UK manufacturing plunged to 45.9, way below the 49.7 expected by economists.This down from 50.2 in April.
“Perhaps of greatest concern is that this month’s drop is not simply linked to the ongoing crisis of the Eurozone, but to increasing weakness of the UK domestic market, with overall order books collapsing at a faster rate than export orders,” wrote Markit economist Rob Dobson.
Key points from Markit:
- UK Manufacturing PMI at 45.9 in May, from 50.2 in April
- New orders drop at fastest pace since March 2009
- Manufacturers cut back output, employment, purchasing and inventories
More from Markit:
The UK manufacturing sector took a sudden sharp turn for the worse in May. Companies scaled back production and employment as inflows of new business declined at the steepest pace since March 2009, amid rising uncertainty among domestic and overseas clients.

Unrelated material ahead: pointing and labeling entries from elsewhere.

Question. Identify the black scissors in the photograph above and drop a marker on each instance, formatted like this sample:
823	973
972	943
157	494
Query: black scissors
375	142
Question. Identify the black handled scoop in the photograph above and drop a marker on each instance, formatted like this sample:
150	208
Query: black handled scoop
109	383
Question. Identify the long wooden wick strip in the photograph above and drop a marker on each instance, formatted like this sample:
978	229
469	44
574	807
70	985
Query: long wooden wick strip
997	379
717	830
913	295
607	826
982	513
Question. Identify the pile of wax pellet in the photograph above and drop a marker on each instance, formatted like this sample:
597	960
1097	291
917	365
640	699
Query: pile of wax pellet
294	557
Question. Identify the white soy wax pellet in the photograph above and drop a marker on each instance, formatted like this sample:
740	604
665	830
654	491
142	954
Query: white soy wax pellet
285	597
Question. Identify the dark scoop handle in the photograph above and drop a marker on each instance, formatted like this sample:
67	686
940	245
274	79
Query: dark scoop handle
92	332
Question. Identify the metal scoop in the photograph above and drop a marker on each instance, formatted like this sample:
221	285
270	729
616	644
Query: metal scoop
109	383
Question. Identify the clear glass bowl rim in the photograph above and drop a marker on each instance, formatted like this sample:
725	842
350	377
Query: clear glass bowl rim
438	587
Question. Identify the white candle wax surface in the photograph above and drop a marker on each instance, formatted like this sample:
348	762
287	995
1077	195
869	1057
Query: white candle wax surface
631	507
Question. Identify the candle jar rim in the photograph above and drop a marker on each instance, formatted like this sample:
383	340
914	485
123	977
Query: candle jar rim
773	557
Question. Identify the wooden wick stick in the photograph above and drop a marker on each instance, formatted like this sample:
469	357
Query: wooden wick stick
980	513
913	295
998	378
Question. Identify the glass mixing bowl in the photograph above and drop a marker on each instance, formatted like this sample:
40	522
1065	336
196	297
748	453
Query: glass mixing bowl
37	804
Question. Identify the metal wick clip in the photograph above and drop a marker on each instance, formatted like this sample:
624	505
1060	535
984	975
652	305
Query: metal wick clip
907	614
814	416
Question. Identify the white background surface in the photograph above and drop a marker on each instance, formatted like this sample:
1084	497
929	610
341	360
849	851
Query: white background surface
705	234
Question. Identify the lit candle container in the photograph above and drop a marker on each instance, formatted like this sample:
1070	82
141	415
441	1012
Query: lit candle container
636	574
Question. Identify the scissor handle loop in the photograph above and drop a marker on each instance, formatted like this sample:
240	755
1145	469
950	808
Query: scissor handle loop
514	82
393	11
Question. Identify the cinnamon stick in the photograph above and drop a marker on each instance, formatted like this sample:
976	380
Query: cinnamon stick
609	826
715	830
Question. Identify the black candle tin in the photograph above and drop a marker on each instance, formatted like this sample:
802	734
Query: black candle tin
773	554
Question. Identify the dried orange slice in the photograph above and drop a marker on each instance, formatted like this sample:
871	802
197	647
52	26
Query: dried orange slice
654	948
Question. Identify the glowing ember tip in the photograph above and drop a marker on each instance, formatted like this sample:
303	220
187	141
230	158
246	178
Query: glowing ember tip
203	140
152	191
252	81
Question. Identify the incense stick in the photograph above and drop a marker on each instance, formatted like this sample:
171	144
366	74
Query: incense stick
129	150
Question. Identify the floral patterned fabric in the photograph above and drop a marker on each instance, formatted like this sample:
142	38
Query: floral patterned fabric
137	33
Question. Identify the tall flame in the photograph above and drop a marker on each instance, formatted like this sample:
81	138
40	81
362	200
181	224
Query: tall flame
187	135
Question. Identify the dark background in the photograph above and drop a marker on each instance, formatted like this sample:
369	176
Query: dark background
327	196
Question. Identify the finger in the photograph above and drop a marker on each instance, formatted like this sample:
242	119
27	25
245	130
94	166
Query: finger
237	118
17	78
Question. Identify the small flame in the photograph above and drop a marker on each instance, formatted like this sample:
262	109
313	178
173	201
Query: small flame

At 45.9 in May, down from 50.2 in April, the seasonally adjusted Markit/CIPS UK Manufacturing Purchasing Managers’ Index® (PMI®) fell to its lowest level for three years and below the neutral 50.0 mark for the first time since last November. The headline index fell by 4.3 points over the month, the second-steepest fall in its 20-year history.
Economists expect the May UK manufacturing PMI number to come in at 49.7, down slightly from 50.5 in April.
A read below 50 signals contraction in the industry.